Yesterday, journalism academic Wendy Bacon tweeted in the broken English of the twittersphere: “In Abbott Gvt’s Po-Mo world, they’ll decide what the facts are ... Min Pyne just told Big Lie @abc that Whitlam educ reforms only meant middle class students who went anyway could go to uni for free ... Many in my generation were 1st people in families to go to Uni cos of Whitlam ref. Before that few could go. Needed scholarship.”
Yet the facts, and the Whitlam and Hawke Labor governments, say otherwise.
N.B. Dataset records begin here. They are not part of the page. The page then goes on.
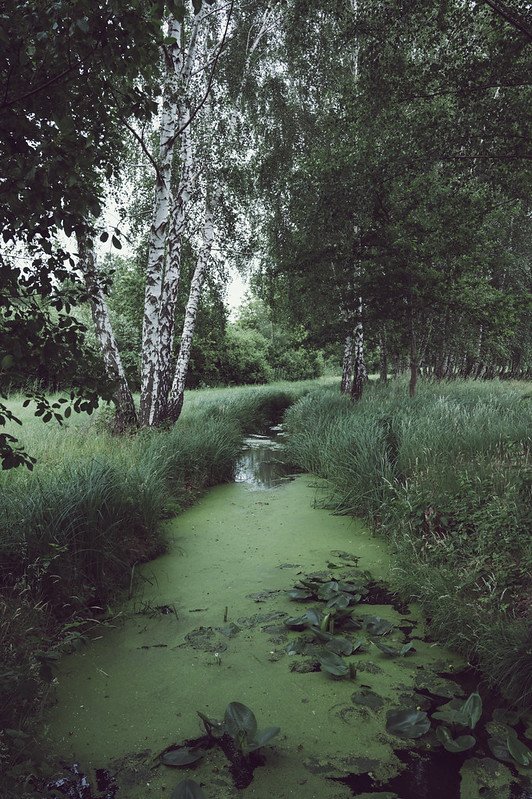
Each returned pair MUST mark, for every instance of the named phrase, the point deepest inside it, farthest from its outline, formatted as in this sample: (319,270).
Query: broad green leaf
(182,757)
(407,723)
(472,708)
(460,744)
(262,738)
(238,718)
(340,646)
(299,593)
(374,625)
(520,753)
(334,665)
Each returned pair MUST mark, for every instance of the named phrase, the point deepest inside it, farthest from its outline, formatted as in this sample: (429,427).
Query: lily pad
(299,594)
(407,723)
(460,744)
(367,698)
(340,646)
(464,714)
(338,602)
(519,752)
(183,756)
(374,625)
(334,665)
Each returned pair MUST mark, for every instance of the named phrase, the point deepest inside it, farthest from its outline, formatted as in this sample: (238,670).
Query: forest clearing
(265,384)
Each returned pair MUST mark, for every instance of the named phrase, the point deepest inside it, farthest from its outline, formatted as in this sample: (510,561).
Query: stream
(206,627)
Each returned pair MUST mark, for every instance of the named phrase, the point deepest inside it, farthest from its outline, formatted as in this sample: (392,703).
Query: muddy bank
(207,627)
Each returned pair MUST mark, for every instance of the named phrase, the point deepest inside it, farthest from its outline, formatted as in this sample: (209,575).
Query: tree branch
(510,16)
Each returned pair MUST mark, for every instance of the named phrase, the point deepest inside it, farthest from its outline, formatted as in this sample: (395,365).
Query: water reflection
(261,463)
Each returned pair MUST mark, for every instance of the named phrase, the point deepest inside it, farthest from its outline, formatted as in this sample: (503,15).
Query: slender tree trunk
(125,415)
(359,373)
(347,366)
(383,356)
(175,402)
(414,359)
(157,243)
(162,279)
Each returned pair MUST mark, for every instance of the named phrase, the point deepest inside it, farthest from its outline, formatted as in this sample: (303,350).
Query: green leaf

Whitlam’s private secretary Peter Wilenski wrote that the abolition of university fees “had no impact on the socioeconomic distribution of the origins of university students, and was in effect a direct handout to the better off”. Academics and administrators got larger salaries, wrote Wilenski, but “it was doubtful whether it should have had first call on government funds”.
Though Bacon and the baby boomers are loath to admit it, the pioneers of popular university education were Robert Menzies and his Liberal-Country Party successors who quadrupled university admissions between 1956 and 1972.
Tens of thousands of undergraduates were receiving commonwealth scholarships when Whitlam came to power, including, incidentally, former treasurer Wayne Swan. Scholarships were awarded competitively to the most able students regardless of circumstances, guaranteeing that those who entered academe were the academically able.
One consequence of the Whitlam free-for-all was to increase the failure rate. At the start of the 1970s, 34 per cent of students who enrolled would leave empty-handed; by the end of the decade, the rate had risen to 40 per cent.
As Whitlam’s education minister, Kim Beazley Sr, wrote in his memoirs: “Generally speaking, those who have a tertiary education in Australia tend to come from the higher income groups. Making tertiary education free therefore tends to shift resources upwards in the community.”
In so far as Whitlam broke down barriers to enter university, it occurred in schools, where Labor’s heavy investment, and the equal funding of Catholic schools, raised retention rates to Year 12.
Like so many of Whitlam’s grand gestures, free universities placed an impossible demand on public spending. The federal government’s recurrent spending on universities increased from $80 million in 1972-73 to $378m in 1974-75, a fourfold increase after adjusting for inflation.
The rapid growth in student numbers created overcrowding. It also discouraged self-reliance.
In 1958, Beazley Sr observed that since Australians spent £450m a year on gambling, £240m on liquor and £125m on tobacco, “It cannot be said that all around us is a grinding poverty that prevents large numbers of people from giving their children an opportunity.”
The ultimate repudiation of Whitlam’s policy came in 1988 when Bob Hawke’s Labor government reintroduced fees and offered income-contingent loans so students could repay their debt when their income permitted.
Labor education minister John Dawkins told the ALP national conference in 1988 that Whitlam’s abolition of fees had failed to democratise education. “We have seen very little change as a result of that move itself in the socio-economic composition of the student population.”
Every attempt since to remove the socio-economic bias towards the middle class in higher education has failed. Yet income-contingent loans have enabled millions to attend university without bankrupting the state.
Nick Cater is executive director of the Menzies Research Centre.